Presented By O’Reilly and Cloudera
Make Data Work
September 11, 2018: Training & Tutorials
September 12–13, 2018: Keynotes & Sessions
New York, NY

Streaming big data in the cloud: What to consider and why

William Chambers (Databricks)
2:55pm–3:35pm Wednesday, 09/12/2018
Streaming systems & real-time applications
Location: 1E 07/08 Level: Intermediate
Average rating: ***..
(3.00, 1 rating)

Who is this presentation for?

  • Software engineers, data engineers, and streaming data engineers

Prerequisite knowledge

  • A basic understanding of Spark, streaming and stream processing concepts, and big data

What you'll learn

  • Learn how to choose the best streaming engine and architecture for your use case
  • Explore considerations for leveraging Apache Spark's Structured Streaming processing engine

Description

Running streaming workloads successfully is a challenge, whether you’re deploying on-premises or in the cloud. While buying a managed service is an option, it’s usually quite expensive. Therefore, many companies opt for open source streaming engines like Apache Spark’s Structured Streaming.

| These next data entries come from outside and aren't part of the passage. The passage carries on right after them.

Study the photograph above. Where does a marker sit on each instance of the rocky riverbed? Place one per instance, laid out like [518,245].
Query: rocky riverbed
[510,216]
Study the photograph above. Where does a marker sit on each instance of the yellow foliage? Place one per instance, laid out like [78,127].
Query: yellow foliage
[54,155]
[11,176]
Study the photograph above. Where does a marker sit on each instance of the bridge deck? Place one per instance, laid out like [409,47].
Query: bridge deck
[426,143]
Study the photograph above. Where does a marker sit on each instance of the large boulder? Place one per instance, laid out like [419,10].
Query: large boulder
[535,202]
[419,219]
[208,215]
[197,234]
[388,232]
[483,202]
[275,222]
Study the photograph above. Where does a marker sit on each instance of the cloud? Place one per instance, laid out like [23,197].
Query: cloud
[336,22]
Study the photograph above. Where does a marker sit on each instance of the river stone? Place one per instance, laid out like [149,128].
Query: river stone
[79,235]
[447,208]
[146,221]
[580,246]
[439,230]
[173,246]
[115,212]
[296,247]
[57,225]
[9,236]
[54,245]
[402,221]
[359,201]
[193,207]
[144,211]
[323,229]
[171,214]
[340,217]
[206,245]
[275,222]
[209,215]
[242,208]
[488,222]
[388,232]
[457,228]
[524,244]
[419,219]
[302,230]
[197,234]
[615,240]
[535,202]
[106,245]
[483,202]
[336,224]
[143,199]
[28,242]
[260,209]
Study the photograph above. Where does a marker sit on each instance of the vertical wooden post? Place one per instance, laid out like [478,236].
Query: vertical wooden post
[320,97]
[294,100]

Apache Spark’s Structured Streaming consolidates all big data processing under a unified API. Built on the foundation of the Spark SQL engine, not only does Structured Streaming allow developers to express the same queries for batch as for streaming, but it also allows for different execution strategies for streaming processing, including microbatching for high throughput or continuous processing for low latency.

Bill Chambers shares a decision making framework for determining the best tools and technologies for successfully deploying and maintaining streaming data pipelines to solve business problems. Bill then offers an overview of Apache Spark’s Structured Streaming processing engine and shares lessons learned running hundreds of Structured Streaming workloads in the cloud. Along the way, Bill dives into the internals of the Structured Streaming engine and explains why it’s suitable for a variety of uses cases.

Topics include:

  • How to successfully create business value with streaming
  • What makes a successful streaming use case and what doesn’t
  • A decision framework for choosing a streaming engine and architecture
  • The best advantages of streaming in the cloud (both storage and compute)
  • How to leverage cloud storage like S3 and Azure Blob Store for streaming workloads
  • How to successfully monitor and maintain your streaming applications
  • Future development of Structured Streaming
Photo of William Chambers

William Chambers

Databricks

William Chambers is a product manager at Databricks, where he works on Structured Streaming and data science products. He is lead author of Spark: The Definitive Guide, coauthored with Matei Zaharia. Bill also created SparkTutorials.net as a way to teach Apache Spark basics. Bill holds a master’s degree in information management and systems from UC Berkeley’s School of Information. During his time at school, Bill was also creator of the Data Analysis in Python with pandas course for Udemy and cocreator of and first instructor for Python for Data Science, part of UC Berkeley’s Masters of Data Science program.